The IB critical commentary paper for English tests your understanding of how writers use language to create effects on the reader. It also tests your understanding of features of genre, audience and purpose, as well as your ability to compare. The exam is two hours long.

You can learn this to help you remember:
Form (genre)
Audience
Topic
Purpose`

Questions to ask: what is the subject matter/theme or topic?
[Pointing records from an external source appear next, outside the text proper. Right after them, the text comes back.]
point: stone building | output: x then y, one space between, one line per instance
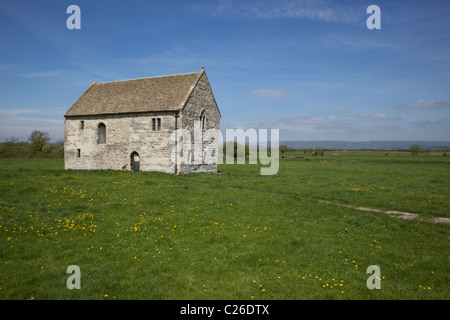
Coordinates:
132 124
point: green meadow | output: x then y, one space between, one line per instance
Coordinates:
232 235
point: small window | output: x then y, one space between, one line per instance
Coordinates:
203 120
101 133
156 124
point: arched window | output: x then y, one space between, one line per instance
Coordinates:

What is the type of writing? e.g. travel writing… is it a letter (epistolary), article, blog, website, brochure? Look at the dates, as these might inform the writing styles used, e.g. eighteenth and nineteenth century texts use more hypotaxis, rhetorical styling and longer, more self-consciously literary imagery and elegant, latinate vocabulary. But age won’t be the only feature that determines the styles used. Other features are:
Writer and audience: e.g. audience is the general public, vs a close friend
e.g. Both texts deal with the same subject matter which is travel to Tonsberg, however they were created two centuries apart.  The difference in age determines the style to a certain extent: the epistolary style of Wollstonecraft’s letter uses more hypertaxis, complex, latinate vocabulary and self-consciously literary reference. The aim is elegance, and perhaps to paint a picture of a culture that her reader will never explore. In contrast, the website is a sales document, structured for the reader to consume in a non-linear fashion, jumping first to the images, which dominate. Subheaders and subsections break the information into discrete categories, using short simple sentences for ease of understanding as the audience here needs to be as wide as possible. Accessibility is far more important than literary complexity.